Als sie nach einer Weile zurückkehrten, brachten sie mehrere Flaschen Wein und eine Laute.

»Was ist denn das?« fragte Christoph verwundert.

»Das ist Deidesheimer Hofstück, unser bester,« antwortete Madlen.

»Und die Laute?«

»Die Laute bedeutet, daß du uns jetzt eins singen sollst, Chrischtoph. Wir sind aller Sorgen ledig, und da könntest du uns in dieser glücklichen Stunde wohl einmal ein Lied singen.«

»Ich singen?« sagte Christoph. »Wie lange hab' ich nicht gesungen! ich glaub', ich kann's gar nicht mehr.«

»Doch, Väterle!« sprach Ammerie, »ich hab' dich neulich mal leise brummen hören, das klang wie der schönste Gesang. Sing' uns das Pfälzerlied!«

»Grashupf! das hast du mir natürlich wieder eingerührt,« lachte er. »Also dann her den Deidesheimer und her die Laute.«

Alle klatschten vor Freuden in die Hände, und Trudi überreichte ihrem Onkel die Laute.
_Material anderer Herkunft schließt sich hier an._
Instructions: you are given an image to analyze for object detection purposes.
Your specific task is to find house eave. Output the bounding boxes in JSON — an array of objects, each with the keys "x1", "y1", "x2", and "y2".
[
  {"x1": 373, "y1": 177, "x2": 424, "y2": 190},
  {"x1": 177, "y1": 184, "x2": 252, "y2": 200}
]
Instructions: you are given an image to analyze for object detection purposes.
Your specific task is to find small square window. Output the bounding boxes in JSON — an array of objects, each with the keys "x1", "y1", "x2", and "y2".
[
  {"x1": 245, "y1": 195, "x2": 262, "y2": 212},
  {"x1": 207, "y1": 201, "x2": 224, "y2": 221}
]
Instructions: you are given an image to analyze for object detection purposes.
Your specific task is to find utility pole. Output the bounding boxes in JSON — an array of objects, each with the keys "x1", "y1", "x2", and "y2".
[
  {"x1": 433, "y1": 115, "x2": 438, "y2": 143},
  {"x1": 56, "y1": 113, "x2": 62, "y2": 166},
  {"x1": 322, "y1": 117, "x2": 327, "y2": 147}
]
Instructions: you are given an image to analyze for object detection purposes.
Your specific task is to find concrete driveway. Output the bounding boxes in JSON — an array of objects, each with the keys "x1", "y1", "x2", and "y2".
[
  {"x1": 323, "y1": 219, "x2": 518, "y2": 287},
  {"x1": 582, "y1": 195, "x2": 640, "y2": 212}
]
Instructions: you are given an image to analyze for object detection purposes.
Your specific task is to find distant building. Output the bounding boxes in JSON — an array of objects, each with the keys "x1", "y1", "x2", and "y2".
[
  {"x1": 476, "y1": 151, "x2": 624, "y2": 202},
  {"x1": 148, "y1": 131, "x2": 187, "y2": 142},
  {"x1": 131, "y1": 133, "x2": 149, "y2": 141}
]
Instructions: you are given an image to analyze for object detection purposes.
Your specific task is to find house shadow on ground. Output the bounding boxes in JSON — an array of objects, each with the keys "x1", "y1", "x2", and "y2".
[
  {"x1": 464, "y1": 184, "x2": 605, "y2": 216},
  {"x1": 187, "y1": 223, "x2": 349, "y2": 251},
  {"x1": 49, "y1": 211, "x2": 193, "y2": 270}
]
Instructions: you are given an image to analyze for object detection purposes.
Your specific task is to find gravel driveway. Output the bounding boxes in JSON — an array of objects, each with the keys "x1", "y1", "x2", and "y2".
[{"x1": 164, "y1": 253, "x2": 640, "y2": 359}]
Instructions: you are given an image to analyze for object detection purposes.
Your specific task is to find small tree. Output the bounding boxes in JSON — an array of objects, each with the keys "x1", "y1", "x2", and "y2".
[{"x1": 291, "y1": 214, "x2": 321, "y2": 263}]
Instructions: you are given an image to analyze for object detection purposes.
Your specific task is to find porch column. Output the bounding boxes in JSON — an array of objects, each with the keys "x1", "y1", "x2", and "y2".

Er nahm sie, und während er die Saiten stimmte, schenkte Ammerie den eben gebrachten Wein in die Gläser.

Dann hub der Bürgermeister zu seiner eigenen Begleitung mit tiefer, klangvoller Stimme zu singen an:

Nun füllt den Römer bis zum Rand,
Herbei den Saft der Traube,
Gereift für uns im Sonnenbrand
Zum Trunk in kühler Laube!
Setzt mit Bedacht ihn an den Mund
Und langsam leert sein glänzend Rund,
Daß Euer Herz sich labe
An solcher Gottesgabe.

O pfälzer Wein, du flüssig Gold
Voll würzereicher Süße,
Ein Bote in des Herbstes Sold
Bringst du des Sommers Grüße.
Dein Duft mich wonniglich umschwebt,
Als wenn die Kraft, die in dir webt,
Mich zaubermächtig triebe
Zu Mutwill, Lust und Liebe.

Hoch, fröhlich Pfalz! und Gott erhalt
Allweg ihr herrlich Blühen,
Auf daß sie mache jung und alt
Beim Rebenblut erglühen.
Ich trink, als wär's auf du und du,
Dem ganzen pfälzer Lande zu
Und wünsch ihm Glück und Segen
Des edlen Weines wegen.

Die letzte Strophe des Liedes wiederholten sie alle, sich von den Sitzen erhebend und die Gläser ergreifend, im Chore, stießen miteinander an und tranken. Und saßen dann noch und tranken bis in die Nacht hinein.